How I would go about Learning Arabic


I was just reading through a letter that I had sent someone a few months back in response to the question ‘How would you go about learning Arabic’. After looking through the response I gave, I thought that it might be useful to post it on my blog as well.

Here goes:

*……Excerpt from letter ……
*

… I would love to be able to immerse myself in Arabic… one language I’ve always had slated to get on top of.

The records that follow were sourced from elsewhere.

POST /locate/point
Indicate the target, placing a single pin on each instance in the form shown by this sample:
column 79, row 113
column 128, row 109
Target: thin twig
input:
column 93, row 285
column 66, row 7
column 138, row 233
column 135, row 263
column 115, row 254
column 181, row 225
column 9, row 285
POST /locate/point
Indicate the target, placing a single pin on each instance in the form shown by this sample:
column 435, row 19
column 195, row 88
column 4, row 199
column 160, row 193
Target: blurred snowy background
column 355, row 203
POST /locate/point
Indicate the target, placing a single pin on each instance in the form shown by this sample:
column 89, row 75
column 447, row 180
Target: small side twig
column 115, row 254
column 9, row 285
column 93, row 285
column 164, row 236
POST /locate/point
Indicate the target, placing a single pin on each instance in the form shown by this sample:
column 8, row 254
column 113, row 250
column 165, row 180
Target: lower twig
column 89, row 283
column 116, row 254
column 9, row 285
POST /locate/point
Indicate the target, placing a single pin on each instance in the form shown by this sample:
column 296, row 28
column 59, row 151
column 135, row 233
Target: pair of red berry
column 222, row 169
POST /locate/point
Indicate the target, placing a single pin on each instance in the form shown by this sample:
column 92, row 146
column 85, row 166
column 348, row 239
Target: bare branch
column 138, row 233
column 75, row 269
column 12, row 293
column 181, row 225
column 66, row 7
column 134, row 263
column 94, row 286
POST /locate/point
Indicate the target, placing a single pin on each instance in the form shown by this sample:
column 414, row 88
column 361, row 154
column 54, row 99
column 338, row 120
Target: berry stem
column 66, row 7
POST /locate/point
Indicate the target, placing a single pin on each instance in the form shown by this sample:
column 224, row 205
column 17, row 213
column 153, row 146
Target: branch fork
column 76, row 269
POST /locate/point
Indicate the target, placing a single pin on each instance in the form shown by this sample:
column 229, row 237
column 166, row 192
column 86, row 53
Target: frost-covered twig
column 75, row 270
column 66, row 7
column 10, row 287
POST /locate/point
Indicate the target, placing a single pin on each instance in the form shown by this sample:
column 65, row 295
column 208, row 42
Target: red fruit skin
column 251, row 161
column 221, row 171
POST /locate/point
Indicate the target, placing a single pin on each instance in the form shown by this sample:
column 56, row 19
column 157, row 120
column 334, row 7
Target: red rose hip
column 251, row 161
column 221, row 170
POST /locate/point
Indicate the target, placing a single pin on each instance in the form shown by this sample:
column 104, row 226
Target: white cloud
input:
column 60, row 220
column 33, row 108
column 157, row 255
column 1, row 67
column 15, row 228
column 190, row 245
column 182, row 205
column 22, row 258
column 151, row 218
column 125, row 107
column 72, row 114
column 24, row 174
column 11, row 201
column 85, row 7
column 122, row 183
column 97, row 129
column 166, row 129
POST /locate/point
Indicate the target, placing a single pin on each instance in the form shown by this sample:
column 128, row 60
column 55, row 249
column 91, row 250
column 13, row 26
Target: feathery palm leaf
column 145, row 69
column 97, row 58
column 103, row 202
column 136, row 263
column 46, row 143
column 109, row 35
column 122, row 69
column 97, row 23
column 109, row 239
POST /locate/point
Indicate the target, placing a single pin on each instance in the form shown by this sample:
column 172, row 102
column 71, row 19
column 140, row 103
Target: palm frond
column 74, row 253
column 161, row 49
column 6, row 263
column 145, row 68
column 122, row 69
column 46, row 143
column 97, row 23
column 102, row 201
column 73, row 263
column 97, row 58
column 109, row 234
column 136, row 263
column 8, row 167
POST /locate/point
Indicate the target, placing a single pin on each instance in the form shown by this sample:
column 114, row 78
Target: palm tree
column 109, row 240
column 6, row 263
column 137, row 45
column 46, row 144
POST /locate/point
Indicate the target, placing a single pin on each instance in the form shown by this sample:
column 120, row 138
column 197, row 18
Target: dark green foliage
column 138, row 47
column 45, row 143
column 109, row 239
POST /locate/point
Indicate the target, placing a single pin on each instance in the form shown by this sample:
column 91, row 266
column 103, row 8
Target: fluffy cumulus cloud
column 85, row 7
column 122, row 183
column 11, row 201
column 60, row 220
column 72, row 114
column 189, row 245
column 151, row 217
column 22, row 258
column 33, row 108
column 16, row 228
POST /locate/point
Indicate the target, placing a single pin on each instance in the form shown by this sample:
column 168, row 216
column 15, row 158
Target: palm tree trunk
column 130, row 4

I guess this is how I’d go about trying to become fluent in it:

  1. Within the first week re-map my fingers to be able to touch-type in Arabic.
    Buy as many learn Arabic books – and linguistic books on Arabic to set a good foundation of words, grammar – and also differences between the different dialects of Arabic. I would focus on one main one, but at the same time, learn what the parallel ways of rendering the same meanings in other regional forms – i.e. Egyptian, Iraq, Saudi, UAE etc. If it were me, I think i’d probably start getting into other languages at the same time like Lebanese, Farsi etc, just to see how common words ‘morph’ or translate across these languages.
  2. Would get online and build up a good network of Arabic speaking friends – preferably ranging from people who speak both Arabic and English, as well as people who don’t speak any English. – Play what they teach you off on each of them – so each time you communicate with one of them, they notice a big improvement from the last time you spoke with them – this is great motivation and great for self confidence 🙂
  3. Download as many podcasts, news shows, radio programmes and clips on Youtube that I could that would lead me to getting linguistic and cultural insights on the language – culture – and differences between how people from one place use it to another.
  4. I would either with the aid of speech analyzer or not, sit with samples of native arabic speakers’ speech, and try to mimic them.
  5. Have a native speaker (preferably someone who has some idea of annunciation and / or linguistics), to try and bring my pronunciation to a point that sounds ver similar in rhythm, vowels, consonants and other voice qualities to a native speaker. I would probably start them off saying sentences that I don’t even understand, so that I can just mimic (in my perception) meaningless sound blocks. That way, my mind doesn’t get in the way trying to break it all down as I hear it. I just pronounce a whole sentence as I would one word.
  6. I would build up as much vocab as I can in the shortest amount of time. From what I understand, Arabic being a Semitic language works on 3 particle roots. Learning these roots, and how to manipulate them is key to fluency.
  7. Use mnemonics, stacking and any other crazy associations / memory techniques that you can to shove them into your long term memory.
  8. Pick up a Pimsleur Arabic series to get you speaking the basics fast, and getting used to the rhythms of the language. I know that there are a lot of opponents to the Pimsleur method out there. It does take a long time to get just a handful of sentences under your belt, but I don’t listen Pimsleur for just the sentences. I don’t care too much for many of the standard ‘Man on a bus tries to pick up local woman’ themes. There are many other things that you can pick up from them though.
  9. Hang out with Arabic speaking people that don’t like using English.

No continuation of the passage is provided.